Di fronte a questi numeri, appare evidente l’illegittimità di questi non-luoghi, che sono la tragica rappresentazione dell’inadeguatezza del nostro governo ( come di altri governi europei e non) di gestire i crescenti flussi migratori, strutturali in un sistema capitalistico imperialista, caratterizzato da sfruttamento, guerre e crisi climatica. Se i Cpr sono il lato più silenzioso di questa tragedia, a dimostrare più rumorosamente il fallimento istituzionale nelle gestione dell’immigrazione ci sono casi come il naufragio di migranti in Grecia di qualche giorno fa o quello avvenuto a Cutro a febbraio.

Gli abusi delle forze dell’ordine: basta con la retorica delle “mele marce”

la Relazione del Garante delle persone private della libertà tocca poi un’altra ferita scoperta del sistema penitenziario in Italia: gli abusi delle forze di polizia a danni dei detenuti. Su questo tema Mauro Palma si esprime senza entrare troppo nei dettagli, sottolineando come la cultura di abusi e violazioni dei diritti dei detenuti da parte delle forze dell’ordine, pur essendo a suo avviso da considerare minoritaria, non vada letta «con il paradigma autoconsolatorio delle “mele marce”».  Il garante aggiunge che i casi di abusi da parte delle forze dell’ordine vanno inquadrati nel reato di tortura e considerati in tutta la loro gravità, combattendo l’omertà che la circonda.

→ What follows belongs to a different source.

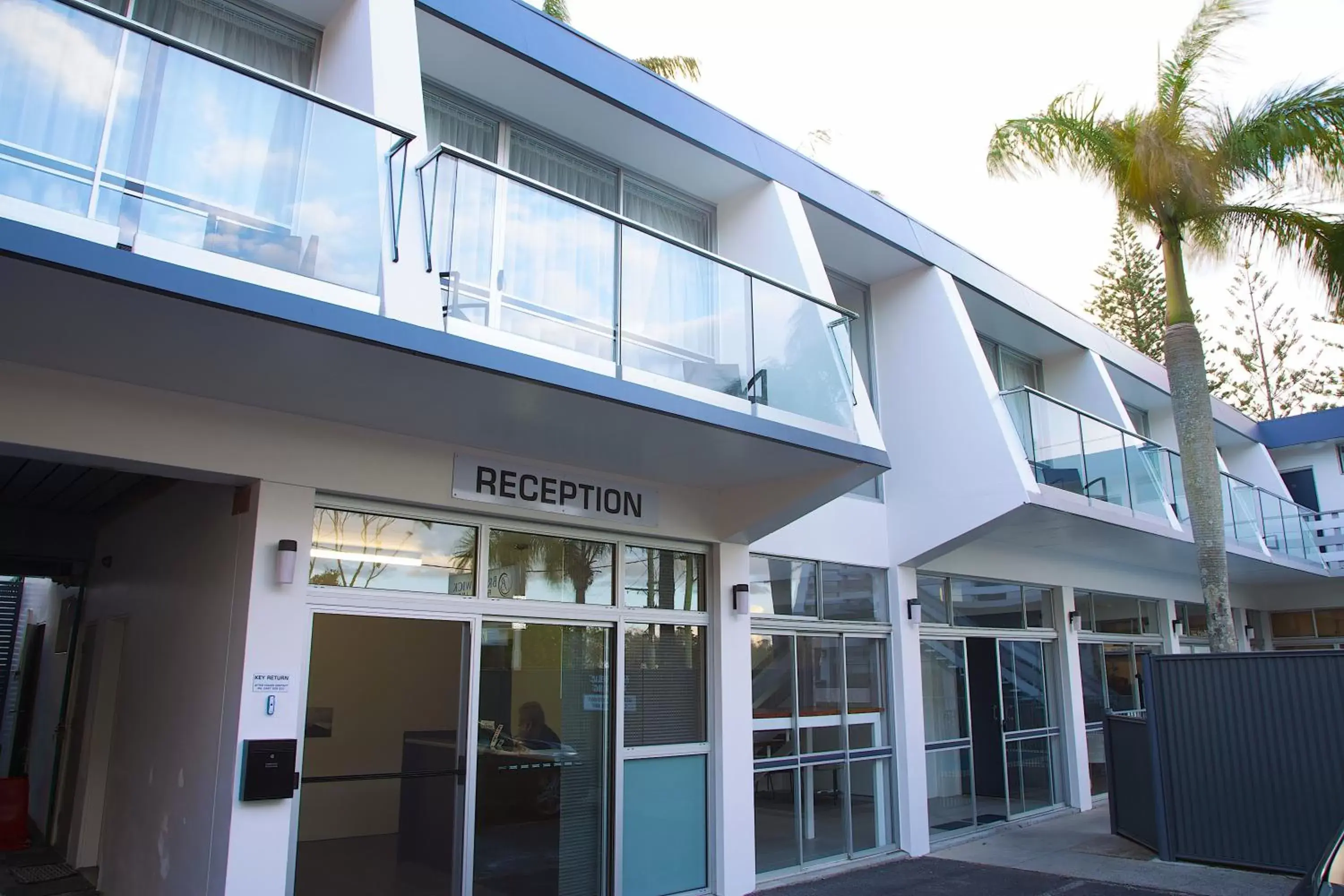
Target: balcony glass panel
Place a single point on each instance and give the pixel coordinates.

Speriamo che il garante abbia ragione nella sua lettura del fenomeno come formante parte di una ” cultura minoritaria”, va notato tuttavia che i casi di tortura da parte delle forze dell’ordine non siano esattamente inquadrabili come isolati. Il più recente di questi casi risale a meno di due settimane fa, quando sono emerse le torture inflitte da svariati agenti della questura di Verona nei confronti anche di persone fermate in strada nel corso di semplici controlli.

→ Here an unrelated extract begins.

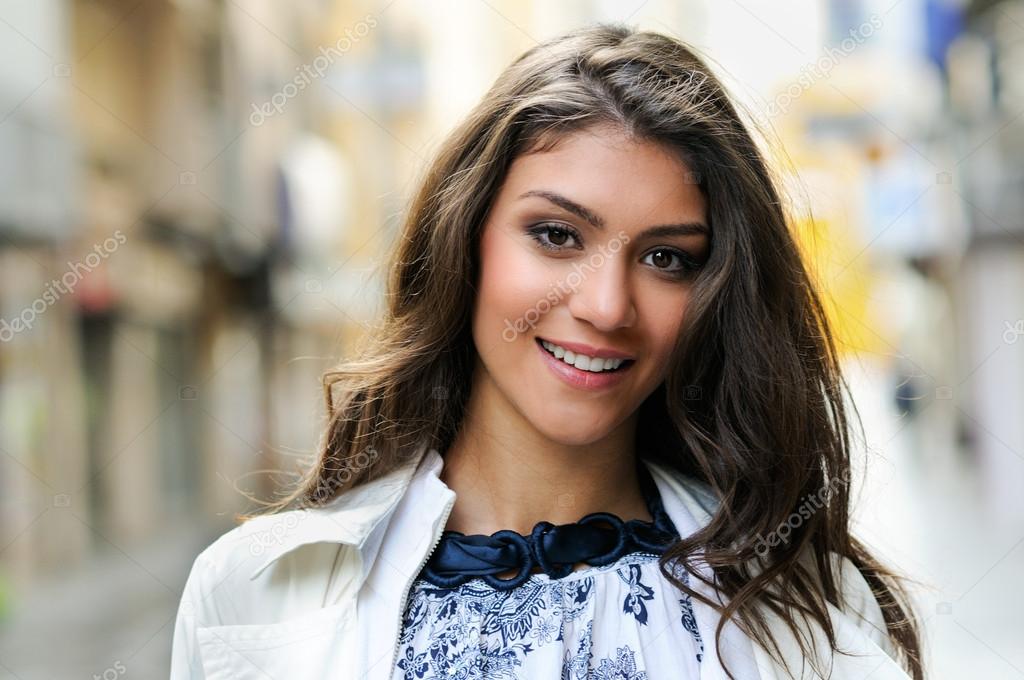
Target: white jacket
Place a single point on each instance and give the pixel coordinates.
(320, 593)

Tra retorica securitaria e logica emergenziale: le responsabilità della politica

In conclusione, quello che colpisce della Relazione del Garante delle persone private della libertà, è che questa non rappresenta affatto una sterile relazione tecnica, ma piuttosto una lucida, a tratti amara, analisi di quel grande altrove che sono le carceri, così come altri luoghi di privazione della libertà come i CPR. 

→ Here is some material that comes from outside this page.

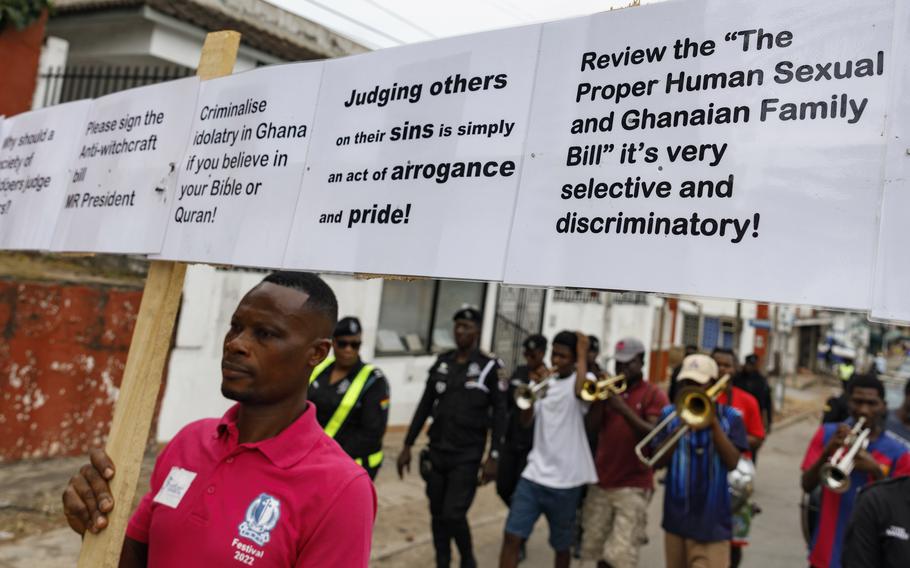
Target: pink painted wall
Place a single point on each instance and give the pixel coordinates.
(62, 354)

I problemi sollevati sono tantissimi e si riferiscono soprattutto al ruolo giocato dalla politica. Infatti, nella relazione si fa spesso riferimento ai danni di una politica populista, che, invece di affrontare il tema della criminalità in senso riparativo e rieducativo, ricorre sempre ad una comoda retorica securitaria. A questo va aggiunta la deriva emergenziale, che, in particolare in seguito alla pandemia di COVID-19, ha portato all’elaborazione di “provvedimenti tampone”, tanto per quanto riguarda le misure di detenzione quanto per quelle relative alla gestione dei migranti. Questi “provvedimenti tampone”, oltre a non andare alla radice dei problemi, spesso diventano il pretesto per nascondere vere e proprie violazioni dei diritti umani.